Overview
riddle_map crawls a website starting from a given URL and returns every discoverable page. Use it to build sitemaps, plan crawls, or audit site structure.
How it works
Starting from your URL, the crawler follows internal links breadth-first, respecting robots.txt by default. You control the max page count and can filter URLs with include/exclude patterns.
Endpoint
POST
/v1/mapcurl -X POST "https://api.riddledc.com/v1/map" \
-H "Authorization: Bearer YOUR_API_KEY" \
-H "Content-Type: application/json" \
-d '{"url": "https://example.com", "max_pages": 500}'Parameters
| Parameter | Type | Description |
|---|---|---|
url | string | Required.
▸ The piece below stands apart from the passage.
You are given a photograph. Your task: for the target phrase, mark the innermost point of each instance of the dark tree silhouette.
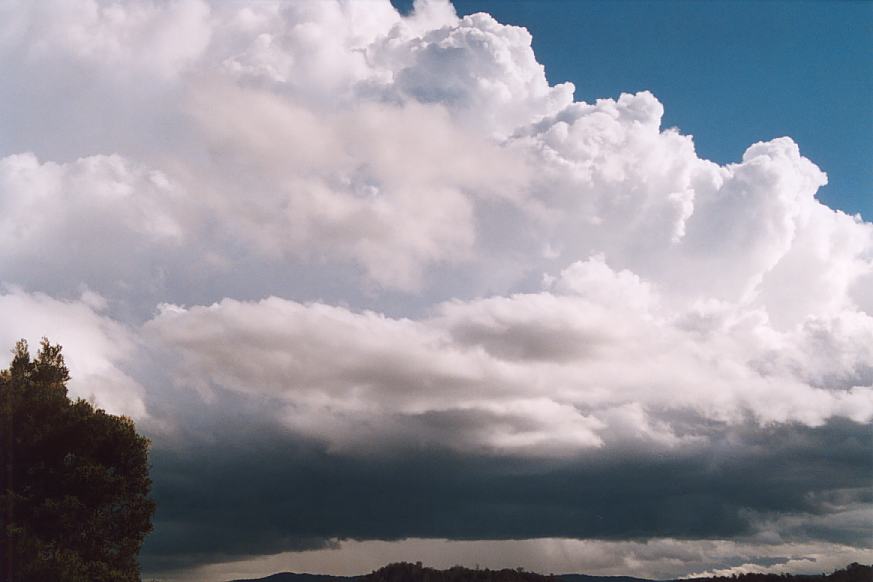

Starting URL to crawl from. |
max_pages | number | Maximum pages to discover. Default: 500 |
include_patterns | string[] | Only follow URLs matching these glob patterns. E.g. ["/blog/*"] |
exclude_patterns | string[] | Skip URLs matching these glob patterns. E.g. ["/admin/*"] |
respect_robots | boolean | Honor robots.txt directives. Default: true |
Response
{
"urls": [
"https://example.com",
"https://example.com/about",
"https://example.com/blog",
"https://example.com/blog/first-post",
"https://example.com/contact"
],
"count": 5
}Examples
JavaScript
const response = await fetch("https://api.riddledc.com/v1/map", {
method: "POST",
headers: {
"Authorization": `Bearer ${RIDDLE_API_KEY}`,
"Content-Type": "application/json"
},
body: JSON.stringify({
url: "https://example.com",
max_pages: 500
})
});
const { urls, count } = await response.json();
console.log(`Found ${count} pages`);Filtered Crawl
const { urls } = await fetch("https://api.riddledc.com/v1/map", {
method: "POST",
headers: {
"Authorization": `Bearer ${RIDDLE_API_KEY}`,
"Content-Type": "application/json"
},
body: JSON.stringify({
url: "https://example.com",
max_pages: 200,
include_patterns: ["/blog/*", "/docs/*"],
exclude_patterns: ["/admin/*", "/internal/*"]
})
}).then(r => r.json());Map Then Scrape
Combine with riddle_scrape to extract content from every discovered page:
// 1. Discover all pages
const { urls } = await fetch("https://api.riddledc.com/v1/map", {
method: "POST",
headers: {
"Authorization": `Bearer ${RIDDLE_API_KEY}`,
"Content-Type": "application/json"
},
body: JSON.stringify({ url: "https://example.com", max_pages: 100 })
}).then(r => r.json());
// 2. Scrape each page
const results = await Promise.all(
urls.map(url =>
fetch("https://api.riddledc.com/v1/scrape", {
method: "POST",
headers: {
"Authorization": `Bearer ${RIDDLE_API_KEY}`,
"Content-Type": "application/json"
},
body: JSON.stringify({ url })
}).then(r => r.json())
)
);Use Cases
Sitemap Generation
Discover all pages and generate an XML sitemap automatically.
Link Auditing
Find all internal links to check for broken pages or orphaned content.
Pre-Crawl Planning
Map the site first, then use riddle_crawl to extract content from targeted pages.
Site Structure Analysis
Understand URL patterns and information architecture at a glance.